Vous faites une bêtise. Allez, une grosse bêtise. Ne me dites pas que vous n’en avez jamais fait, je ne vous croirai pas. Nous avons tous quelques bêtises retentissantes dans notre enfance, ça fait partie du sel de la vie, d’ailleurs.

Donc vous avez fait une grosse bêtise. Mais… mais vous étiez avec un camarade.

Et quand vos parents débarquent et découvrent le résultat, vous dites :
C’est pas moi… c’est lui !
…je vois que cela rappelle des souvenirs à certains…

Moi j’avais écrit sur un mur – avec un camarade c’est vrai, mais je l’avais fait aussi. Et j’ai dit : « C’est pas moi, c’est lui ! » J’aime mieux vous dire que je me souviens encore de l’engueulade que j’ai prise ce jour-là. Et le pire c’est que plus de 30 ans après, quand je passe devant ce mur, à Genève, il y a toujours les traces et je les vois très bien. Faut le savoir, mais moi je le sais.

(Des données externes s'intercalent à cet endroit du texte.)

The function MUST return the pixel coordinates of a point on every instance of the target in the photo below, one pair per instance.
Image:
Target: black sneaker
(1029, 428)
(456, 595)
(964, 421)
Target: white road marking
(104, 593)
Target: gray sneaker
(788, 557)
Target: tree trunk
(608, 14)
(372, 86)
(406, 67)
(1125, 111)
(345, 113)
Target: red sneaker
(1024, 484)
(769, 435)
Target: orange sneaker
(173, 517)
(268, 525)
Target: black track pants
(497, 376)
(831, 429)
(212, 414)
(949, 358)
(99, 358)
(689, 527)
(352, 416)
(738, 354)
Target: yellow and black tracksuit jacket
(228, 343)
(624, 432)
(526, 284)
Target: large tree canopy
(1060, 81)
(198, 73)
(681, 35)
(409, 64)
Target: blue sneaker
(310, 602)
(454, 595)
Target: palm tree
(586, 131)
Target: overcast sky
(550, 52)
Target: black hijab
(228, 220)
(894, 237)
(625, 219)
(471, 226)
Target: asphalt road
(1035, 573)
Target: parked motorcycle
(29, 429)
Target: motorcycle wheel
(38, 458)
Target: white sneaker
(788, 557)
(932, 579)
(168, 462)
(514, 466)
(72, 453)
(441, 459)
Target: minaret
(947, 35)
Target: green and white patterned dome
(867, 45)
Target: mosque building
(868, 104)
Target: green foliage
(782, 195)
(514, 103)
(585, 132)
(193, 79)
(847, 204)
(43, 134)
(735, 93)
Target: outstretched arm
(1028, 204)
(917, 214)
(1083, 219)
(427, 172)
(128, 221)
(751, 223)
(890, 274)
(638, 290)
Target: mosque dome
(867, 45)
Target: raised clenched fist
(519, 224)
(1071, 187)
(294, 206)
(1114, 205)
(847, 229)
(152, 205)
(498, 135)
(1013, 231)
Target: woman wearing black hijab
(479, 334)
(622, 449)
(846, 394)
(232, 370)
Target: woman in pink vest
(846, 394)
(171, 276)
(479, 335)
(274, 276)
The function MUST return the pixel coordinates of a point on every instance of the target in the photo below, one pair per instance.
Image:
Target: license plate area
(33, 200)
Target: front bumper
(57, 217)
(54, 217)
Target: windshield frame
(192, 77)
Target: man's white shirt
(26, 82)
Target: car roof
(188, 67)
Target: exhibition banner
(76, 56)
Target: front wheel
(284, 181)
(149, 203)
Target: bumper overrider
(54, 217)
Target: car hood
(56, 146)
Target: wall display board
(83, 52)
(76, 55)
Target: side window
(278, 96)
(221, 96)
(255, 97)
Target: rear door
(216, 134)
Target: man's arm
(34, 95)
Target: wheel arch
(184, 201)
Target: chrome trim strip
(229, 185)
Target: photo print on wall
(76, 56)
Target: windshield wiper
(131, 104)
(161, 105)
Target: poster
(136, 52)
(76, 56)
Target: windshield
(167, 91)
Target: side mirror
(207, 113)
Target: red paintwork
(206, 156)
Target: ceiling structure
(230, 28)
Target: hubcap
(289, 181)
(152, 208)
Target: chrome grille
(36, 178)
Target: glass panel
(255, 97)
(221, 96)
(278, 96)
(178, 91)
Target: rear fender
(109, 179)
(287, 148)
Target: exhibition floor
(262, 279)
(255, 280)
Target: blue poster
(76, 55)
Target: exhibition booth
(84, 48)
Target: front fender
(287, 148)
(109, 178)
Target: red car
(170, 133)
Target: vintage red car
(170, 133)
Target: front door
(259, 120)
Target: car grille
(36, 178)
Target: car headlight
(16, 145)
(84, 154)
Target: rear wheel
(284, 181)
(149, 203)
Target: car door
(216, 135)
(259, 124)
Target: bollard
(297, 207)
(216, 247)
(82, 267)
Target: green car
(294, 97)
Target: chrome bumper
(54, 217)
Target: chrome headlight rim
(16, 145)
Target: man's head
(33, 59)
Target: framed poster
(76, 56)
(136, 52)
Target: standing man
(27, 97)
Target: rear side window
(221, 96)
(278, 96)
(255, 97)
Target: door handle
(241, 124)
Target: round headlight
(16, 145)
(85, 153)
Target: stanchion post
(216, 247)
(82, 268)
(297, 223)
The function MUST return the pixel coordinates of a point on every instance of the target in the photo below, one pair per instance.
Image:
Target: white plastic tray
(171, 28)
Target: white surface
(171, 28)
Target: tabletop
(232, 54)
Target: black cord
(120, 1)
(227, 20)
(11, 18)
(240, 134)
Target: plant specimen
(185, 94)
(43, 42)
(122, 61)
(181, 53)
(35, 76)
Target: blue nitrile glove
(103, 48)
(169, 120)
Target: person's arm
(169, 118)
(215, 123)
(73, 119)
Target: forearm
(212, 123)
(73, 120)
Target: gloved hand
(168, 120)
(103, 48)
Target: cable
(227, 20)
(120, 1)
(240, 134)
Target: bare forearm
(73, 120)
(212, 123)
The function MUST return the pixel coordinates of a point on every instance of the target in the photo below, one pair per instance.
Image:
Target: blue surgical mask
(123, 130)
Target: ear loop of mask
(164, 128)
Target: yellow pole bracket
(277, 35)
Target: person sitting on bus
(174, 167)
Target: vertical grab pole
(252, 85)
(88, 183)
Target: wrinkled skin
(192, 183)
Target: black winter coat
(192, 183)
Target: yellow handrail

Ça ne m’a pas guéri pour autant hélas, avec ma sale tronche je fais toujours de grosses bêtises, ça m’arrive… parfois en blessant des personnes par mes réponses un peu trop cassantes alors que je ne le voudrais pas. Je vous aime trop, tous, pour vouloir vous blesser. Mais ça m’arrive, je le sais, et je le regrette.

J’ai un sacré foutu caractère. Mais j’essaie de prendre sur moi quand ça m’arrive, d’être au moins honnête avec moi-même et avec Dieu, de ne pas me dire « C’est pas moi c’est l’autre. »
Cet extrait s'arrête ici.